Stuffed Cabbage, If You Can
A couple of years ago, my mom asked my Grammie for a recipe. Cooking wasn't Gram's best thing, but she had a knack for those home-cooked comfort foods. The stick to your ribs, good old fashioned, midwestern style food that try as you might, you can never quite replicate, probably because you're not using enough butter.
So anyways, Mom was feeling nostalgic for Grammie's stuffed cabbage (also, Costco had a deal on cabbage), and she emailed, asking for her recipe. This bit of brilliance is what she got back:
the spice I used was the same spice you use for swedish meatballs allspice and the cabbage leaves were par boiled so you could drop in your meat mixture kind of wrap it up and cook it slowly in in tomatoes I used plain canned tomatoes but you can use stewed tomatoes also finely chopped onions but not to many one half of a small onion would do it in the meat mixture you can put the all spice in the meat mixture s well as the tpmatoes season to taste with the allspice sounds like spomething good to make maybe I will do it also made vegetable soup last night with top sirloin beef browned the beef and simmered the heck out of it for 3 or so hours almost every veggie you can think of except peas
Of course, Mom sent this on to Kelle and me right away, because how can you not love it? I think she tried to decipher it, but it didn't quite work out, so she also wrote back, asking for clarification. You know, things like "So... Eggs in the meat mixture?" and "Do you remember how much rice to beef?" and "Is the rice already cooked?" which, naturally, just got her more joyful confusion:
rice is allready cooked meat is not no eggs not quite half rice to beef or less you can allways serve extra rice on the side with the tomatoe gravy let me know how it turns out
And this kind of thing is exactly what made her the brilliant matriarch she was. Funny, but without meaning to be; helpful, in the most unhelpful way possible; and loving, with full force and intention.
Grammie died last night around midnight, surrounded by her daughters and with her husband by her side. She leaves behind a legacy, and not just one of love and family, but one of laughter. There is nothing she loved more than making us laugh, except for making us food. Yogurt most especially. I'll miss her terribly, but I feel so blessed to know that she was my grandmother. As my dad would say, it's all Grammie's fault that we're around...and thank God for that.
I'm grateful today for so many things...for my cousins, who all called each other the instant we knew Gram had died. For my husband, who spent the day packing my bags for me so I wouldn't have to, and was good enough to remember my "Marge and Jack 50th Anniversary" tshirt. For my Great Aunt Dorothy, Sally's Grandma, my Grandma and Grandpa Schlax, and my Great Grandma Ohlberg, who all left me beautiful jewelry that are like talismans to me at times like this. For Alliya and Sally and Tiffany, who've all held up our NorCal branch of the family over the past few days with lots of calls and texts and love and food and offers of rides and other needed things, but mostly just for the reminders that they're really here for us when they say they are.

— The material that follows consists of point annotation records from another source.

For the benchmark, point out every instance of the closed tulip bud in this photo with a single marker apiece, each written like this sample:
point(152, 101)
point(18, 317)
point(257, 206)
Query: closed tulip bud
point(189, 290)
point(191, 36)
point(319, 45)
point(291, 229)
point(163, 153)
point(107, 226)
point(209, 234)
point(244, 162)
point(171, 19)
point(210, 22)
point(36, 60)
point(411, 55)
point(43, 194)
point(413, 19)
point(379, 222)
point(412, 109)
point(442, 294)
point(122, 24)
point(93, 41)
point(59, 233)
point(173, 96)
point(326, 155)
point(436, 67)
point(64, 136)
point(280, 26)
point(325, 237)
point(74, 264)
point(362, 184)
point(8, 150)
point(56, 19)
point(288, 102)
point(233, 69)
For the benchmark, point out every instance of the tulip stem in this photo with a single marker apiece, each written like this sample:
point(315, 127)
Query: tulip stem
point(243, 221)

For air travel...because as much as I hate airlines and the crappy way they treat their customers, it is allowing us to go home to be with family, and there's nothing in the world I'm more thankful for than that. My family is the best family. If you want in, you're totally welcome.
PS - I just got a text from my sister with the most amazing thing ever in it. A voicemail from Gram, on Kelle's birthday. See, Grammie and Bapa always were the best at birthday phone calls. No one could beat them - there were jokes they'd practiced in advance, coordinated squabbles, uncoordinated squabbles, singing, insults, and the best love ever. And Kelle managed to save one from years ago...so now I'll be able to hear my lovely Gram's love and smile (because you can't hear this without hearing a smile) for always.